Der Altar war ebenfalls äußerst schlicht gestaltet, aber er beeindruckte mit einer wunderbaren Ästhetik. Gerade Linien, vier schlichte goldene Leuchter mit brennenden Kerzen, eine alte Bibel. Das Antependium in grün mit weißer Stickerei. Ein großes, goldenes Kreuz schwebte, unsichtbar gehalten, wie schwerelos über dem Altartisch. Das Lesepult mit seinem Behang und der Taufstein waren in Stil und Ausführung dem Altar angepasst.

Ich ging weiter nach vorn auf den Chor mit seinem Altar zu.

In den Seitenschiffen gab es zwei weitere, schön gestaltete Altäre, die zum Beten und Meditieren einluden: auf der linken, der Nordseite der Kirche einen mit einem wunderbaren, ganz in violett gehaltenem Bild der Abendmahlsszene, im rechten Seitenschiff, zum Süden hin, einen Marienaltar. Hier war als Motiv eine wunderschöne, modern gestaltete Pièta gewählt worden.

Dieser Altar zog mich an, und so ging ich vom Mittelgang hinüber in das Seitenschiff und setze mich in die letzte der fünf Bankreihen, die davor aufgestellt waren.

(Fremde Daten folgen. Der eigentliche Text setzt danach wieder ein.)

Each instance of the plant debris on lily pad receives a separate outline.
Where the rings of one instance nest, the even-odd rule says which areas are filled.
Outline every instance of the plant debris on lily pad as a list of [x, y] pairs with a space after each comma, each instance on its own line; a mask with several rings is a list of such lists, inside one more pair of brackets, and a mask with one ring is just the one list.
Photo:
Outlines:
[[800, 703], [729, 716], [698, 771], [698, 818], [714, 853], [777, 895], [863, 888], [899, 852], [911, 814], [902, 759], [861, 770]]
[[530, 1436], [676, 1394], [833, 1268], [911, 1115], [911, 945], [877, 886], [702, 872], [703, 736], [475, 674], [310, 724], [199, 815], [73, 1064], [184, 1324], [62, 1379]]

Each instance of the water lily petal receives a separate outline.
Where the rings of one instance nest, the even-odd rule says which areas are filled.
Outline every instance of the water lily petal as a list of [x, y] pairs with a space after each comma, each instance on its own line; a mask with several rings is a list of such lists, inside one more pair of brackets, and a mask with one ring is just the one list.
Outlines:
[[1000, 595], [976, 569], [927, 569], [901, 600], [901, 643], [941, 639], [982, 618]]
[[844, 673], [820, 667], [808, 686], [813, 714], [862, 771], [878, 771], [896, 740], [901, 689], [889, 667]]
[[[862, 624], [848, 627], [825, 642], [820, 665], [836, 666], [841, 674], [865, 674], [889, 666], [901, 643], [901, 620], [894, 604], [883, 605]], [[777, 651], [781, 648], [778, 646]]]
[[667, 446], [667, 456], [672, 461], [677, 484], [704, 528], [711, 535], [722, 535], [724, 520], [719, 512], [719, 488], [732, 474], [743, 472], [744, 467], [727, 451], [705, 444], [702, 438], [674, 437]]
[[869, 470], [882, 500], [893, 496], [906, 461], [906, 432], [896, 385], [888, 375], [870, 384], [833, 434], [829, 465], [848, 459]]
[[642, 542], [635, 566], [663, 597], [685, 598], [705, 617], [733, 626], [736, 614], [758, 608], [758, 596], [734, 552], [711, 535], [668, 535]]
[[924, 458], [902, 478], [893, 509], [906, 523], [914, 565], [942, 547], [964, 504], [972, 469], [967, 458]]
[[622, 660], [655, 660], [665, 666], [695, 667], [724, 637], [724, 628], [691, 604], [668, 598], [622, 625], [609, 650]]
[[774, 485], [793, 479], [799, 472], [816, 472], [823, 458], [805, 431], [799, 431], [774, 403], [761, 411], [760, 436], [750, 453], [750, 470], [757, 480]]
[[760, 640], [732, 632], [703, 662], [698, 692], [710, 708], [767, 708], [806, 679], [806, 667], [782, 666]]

Die Gestalt der Maria war mit einem blauen Gewand gekleidet dargestellt, kein Heiligenschein, kein Strahlenkranz, keine Glorie in der Darstellung. Nur eine Frau, die entsetzt, traurig, weinend ihren toten erwachsenen Sohn in den Armen hält; mir schien es, als wolle, könne sie seinen Tod nicht glauben. Der Ausdruck in ihren Augen - so viel, so intensive Trauer hatte ich bisher noch nie gesehen.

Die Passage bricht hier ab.